Copy the elf file generated in the previous step to the workstation where the S32 Design Studio IDE is installed.

On that workstation, set the path to the S32 Design Studio installation directory ($HOME/NXP/S32DS.3.5 when installed with the default values) to the S32DS_PATH variable, the path to the S32 Debug Probe (its IP address or its hostname in case of an Ethernet connection, or its serial ID in case of a USB connection) to the PROBE_PATH variable, and the path to the copied elf file to the ELF_PATH variable:

$ export S32DS_PATH=...
$ export PROBE_PATH=...
$ export ELF_PATH=...

Launch the GDB server (in the background) and client in order to load the binary to the S32Z board’s memory and start the execution:

$ ${S32DS_PATH}/S32DS/tools/S32Debugger/Debugger/Server/gta/gta -p 45000 &
$ ${S32DS_PATH}/S32DS/tools/gdb-arm/arm32-eabi/bin/arm-none-eabi-gdb-py -ex "py _PROBE_IP=\"s32dbg:${PROBE_PATH}\"" -ex "py _JTAG_SPEED=16000" -ex "py _GDB_SERVER_PORT=45000" -ex "py _CORE_NAME=\"S32Z270_R52_0_0_LS\"" -ex "py _SOC_NAME=\"S32Z270\"" -ex "source ${S32DS_PATH}/S32DS/tools/S32Debugger/Debugger/scripts/s32z2e2/s32z2e2_generic_bareboard.py" -ex "py board_init()" -ex "py core_init()" -ex "file ${ELF_PATH}" -ex load --batch

Note that the server running in the background will terminate when the client session closes.

Note that the expected output includes potential warning: No executable has been specified and Program received signal SIGINT, Interrupt. lines. It is expected to finish with lines similar to:

Start address 0x3211bc64, load size 1004330
Transfer rate: 106 KB/sec, 11956 bytes/write.
[Inferior 1 (Remote target) detached]

AVA Developer Platform run

Note

The following steps need to be executed with X11 forwarding. See the SSH connection paragraph.

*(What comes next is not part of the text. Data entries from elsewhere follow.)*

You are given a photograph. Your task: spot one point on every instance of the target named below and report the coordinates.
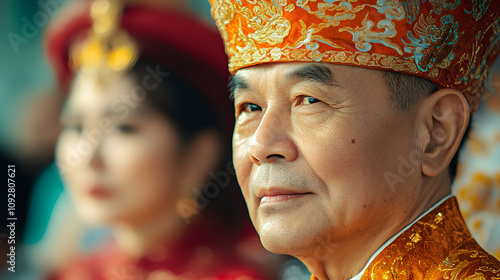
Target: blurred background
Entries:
(30, 104)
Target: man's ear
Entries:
(445, 117)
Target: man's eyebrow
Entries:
(236, 82)
(140, 110)
(314, 72)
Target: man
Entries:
(349, 115)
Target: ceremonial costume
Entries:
(451, 43)
(437, 246)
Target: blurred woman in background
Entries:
(144, 143)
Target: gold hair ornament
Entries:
(107, 45)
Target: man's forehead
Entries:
(327, 74)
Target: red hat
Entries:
(450, 42)
(163, 36)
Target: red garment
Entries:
(202, 253)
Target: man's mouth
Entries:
(277, 195)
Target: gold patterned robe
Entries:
(438, 246)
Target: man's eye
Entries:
(125, 128)
(73, 127)
(250, 107)
(309, 100)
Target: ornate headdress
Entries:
(105, 34)
(450, 42)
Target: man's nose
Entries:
(271, 141)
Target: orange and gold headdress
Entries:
(450, 42)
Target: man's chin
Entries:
(281, 239)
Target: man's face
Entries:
(313, 144)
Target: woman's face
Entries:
(118, 157)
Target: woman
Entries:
(145, 127)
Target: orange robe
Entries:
(438, 246)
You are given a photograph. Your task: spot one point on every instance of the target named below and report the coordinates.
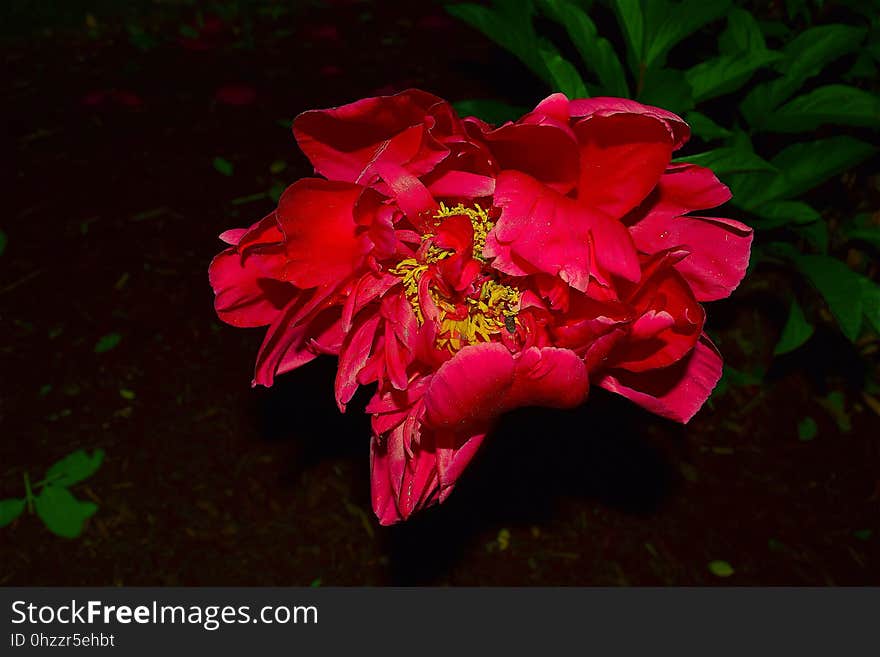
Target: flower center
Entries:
(470, 302)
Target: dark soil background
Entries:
(112, 210)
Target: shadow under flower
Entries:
(606, 450)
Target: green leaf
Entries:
(796, 332)
(74, 467)
(704, 127)
(803, 57)
(816, 233)
(188, 32)
(491, 111)
(726, 73)
(807, 429)
(667, 88)
(721, 568)
(803, 166)
(870, 294)
(681, 21)
(10, 510)
(783, 213)
(107, 342)
(835, 404)
(814, 48)
(223, 166)
(864, 68)
(140, 39)
(837, 104)
(61, 512)
(727, 160)
(775, 29)
(862, 228)
(596, 52)
(563, 74)
(632, 24)
(743, 34)
(839, 286)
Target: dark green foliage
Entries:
(784, 98)
(61, 512)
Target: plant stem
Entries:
(29, 494)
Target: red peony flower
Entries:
(466, 270)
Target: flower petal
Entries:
(246, 277)
(323, 245)
(678, 130)
(541, 230)
(676, 392)
(621, 160)
(482, 381)
(342, 141)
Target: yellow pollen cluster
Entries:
(489, 314)
(480, 316)
(479, 220)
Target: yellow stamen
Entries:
(479, 220)
(485, 315)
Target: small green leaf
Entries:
(10, 510)
(816, 234)
(807, 429)
(728, 160)
(61, 512)
(796, 332)
(681, 21)
(870, 294)
(802, 167)
(836, 104)
(276, 191)
(721, 568)
(74, 467)
(596, 52)
(704, 127)
(223, 166)
(743, 34)
(563, 74)
(803, 57)
(107, 342)
(783, 213)
(495, 112)
(632, 24)
(726, 73)
(667, 88)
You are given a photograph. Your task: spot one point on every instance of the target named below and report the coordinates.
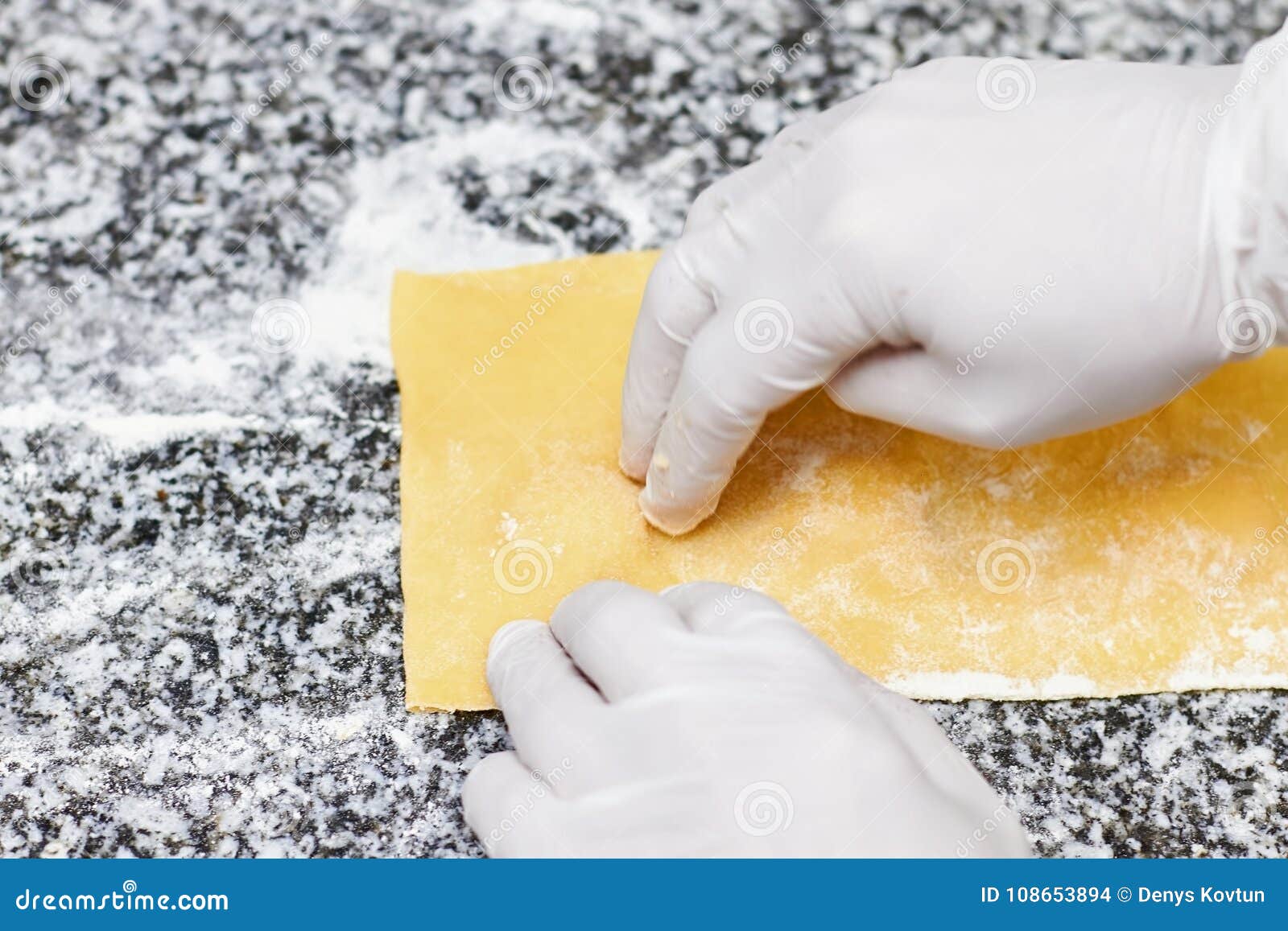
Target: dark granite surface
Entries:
(199, 553)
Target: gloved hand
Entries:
(706, 721)
(995, 251)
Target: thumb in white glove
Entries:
(993, 270)
(705, 721)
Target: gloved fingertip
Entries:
(663, 512)
(633, 461)
(508, 635)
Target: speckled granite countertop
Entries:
(199, 591)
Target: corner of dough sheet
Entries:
(1143, 558)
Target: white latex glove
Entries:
(995, 251)
(708, 723)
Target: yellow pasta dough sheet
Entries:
(1143, 558)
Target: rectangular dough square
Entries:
(1143, 558)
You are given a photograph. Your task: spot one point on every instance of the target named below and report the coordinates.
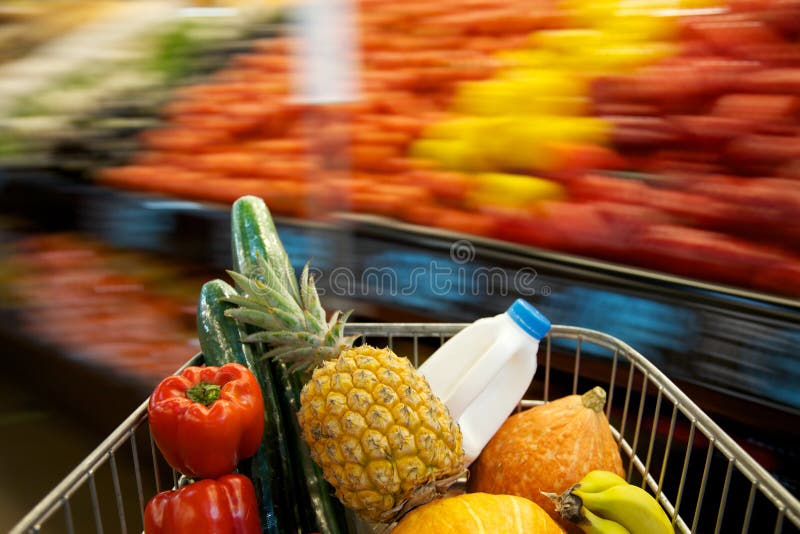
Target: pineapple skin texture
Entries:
(377, 430)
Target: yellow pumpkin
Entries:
(548, 448)
(478, 513)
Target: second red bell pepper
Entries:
(205, 419)
(223, 506)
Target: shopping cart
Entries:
(704, 480)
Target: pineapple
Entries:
(384, 441)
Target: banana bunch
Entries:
(603, 503)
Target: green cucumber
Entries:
(327, 512)
(220, 336)
(253, 236)
(256, 242)
(220, 341)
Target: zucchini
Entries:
(220, 341)
(255, 240)
(253, 235)
(327, 514)
(220, 336)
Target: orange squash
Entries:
(548, 448)
(478, 512)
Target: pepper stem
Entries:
(203, 392)
(594, 399)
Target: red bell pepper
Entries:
(226, 505)
(205, 419)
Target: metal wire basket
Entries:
(704, 480)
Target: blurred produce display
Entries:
(654, 133)
(68, 292)
(25, 24)
(88, 91)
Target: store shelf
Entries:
(734, 341)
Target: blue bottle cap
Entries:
(529, 318)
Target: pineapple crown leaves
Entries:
(286, 317)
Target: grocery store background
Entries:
(628, 166)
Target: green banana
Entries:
(630, 506)
(604, 503)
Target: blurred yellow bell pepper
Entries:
(510, 190)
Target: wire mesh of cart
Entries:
(705, 481)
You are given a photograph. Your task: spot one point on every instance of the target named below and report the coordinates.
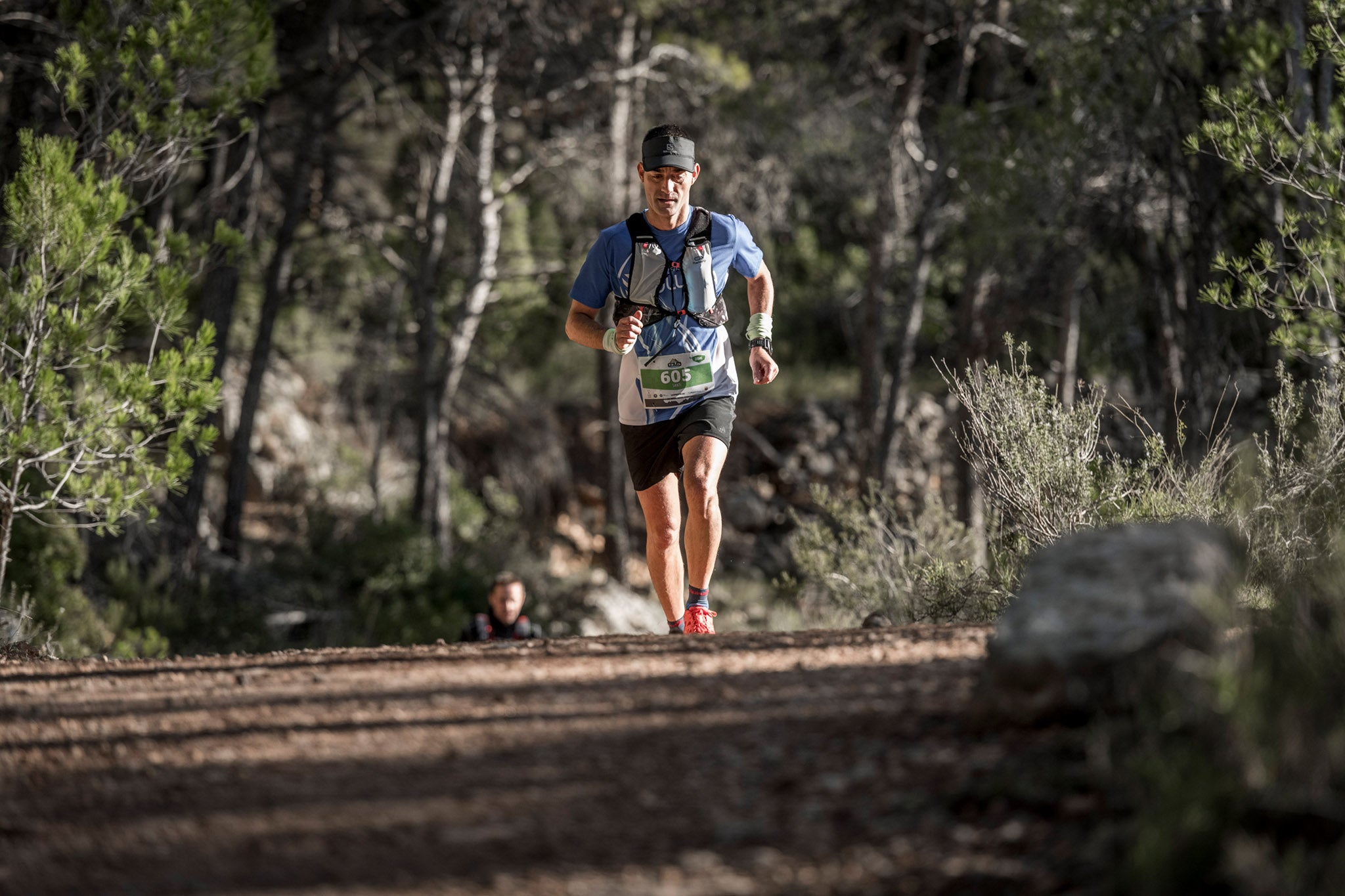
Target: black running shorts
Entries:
(655, 450)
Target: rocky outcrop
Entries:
(1102, 609)
(613, 609)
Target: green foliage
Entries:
(88, 427)
(1046, 475)
(385, 580)
(1275, 137)
(151, 612)
(865, 555)
(1036, 457)
(147, 82)
(49, 582)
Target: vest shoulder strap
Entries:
(697, 233)
(699, 228)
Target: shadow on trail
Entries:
(495, 652)
(875, 771)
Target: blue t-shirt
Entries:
(676, 340)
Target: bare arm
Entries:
(761, 301)
(581, 327)
(762, 292)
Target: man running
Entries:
(666, 270)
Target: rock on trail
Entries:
(814, 762)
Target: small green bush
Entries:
(866, 555)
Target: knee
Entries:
(703, 494)
(663, 536)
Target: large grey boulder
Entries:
(613, 609)
(1101, 609)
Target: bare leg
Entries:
(704, 459)
(663, 554)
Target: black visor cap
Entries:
(662, 152)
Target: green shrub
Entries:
(866, 555)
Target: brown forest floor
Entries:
(816, 762)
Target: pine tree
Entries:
(89, 427)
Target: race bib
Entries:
(671, 381)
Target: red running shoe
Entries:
(699, 621)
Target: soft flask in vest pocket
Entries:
(650, 268)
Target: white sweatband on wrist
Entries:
(759, 327)
(609, 341)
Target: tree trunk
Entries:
(426, 293)
(470, 316)
(6, 531)
(899, 396)
(277, 288)
(973, 347)
(217, 305)
(872, 343)
(617, 536)
(902, 195)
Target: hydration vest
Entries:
(650, 268)
(486, 631)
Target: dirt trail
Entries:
(820, 762)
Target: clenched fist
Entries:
(628, 331)
(763, 366)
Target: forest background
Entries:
(376, 210)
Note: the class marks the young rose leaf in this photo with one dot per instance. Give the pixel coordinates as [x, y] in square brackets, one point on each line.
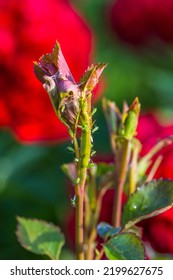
[105, 230]
[149, 200]
[40, 237]
[91, 77]
[125, 246]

On the AVA Developer Platform, inside the previously created Docker container, set up the execution environment:

Note

If needed, see the docker exec documentation on how to attach to a running container.

$ cd /home/ewaol/actuation-demo
$ source install/setup.bash
$ export ROS_DOMAIN_ID=1
$ export CYCLONEDDS_URI=$(pwd)/cyclonedds.xml

Note

The ROS Domain IDs 1 and 2 are expected not to be used by other machines on the sub-network.

Set up the demo by following the Preparation paragraph of the Autoware documentation.

Run the demo with:

$ ros2 launch actuation_demos planning_simulator.launch.xml map_path:=$HOME/autoware_map/sample-map-planning vehicle_model:=sample_vehicle sensor_model:=sample_sensor_kit

Note

Periodic error logs are expected from this command.

By default, it launches rviz2 for visualization.

Follow steps 2 to 4 in order to interact with the simulator and run the demo.

Note

The steering wheel overlay may look oversized due to X11 forwarding.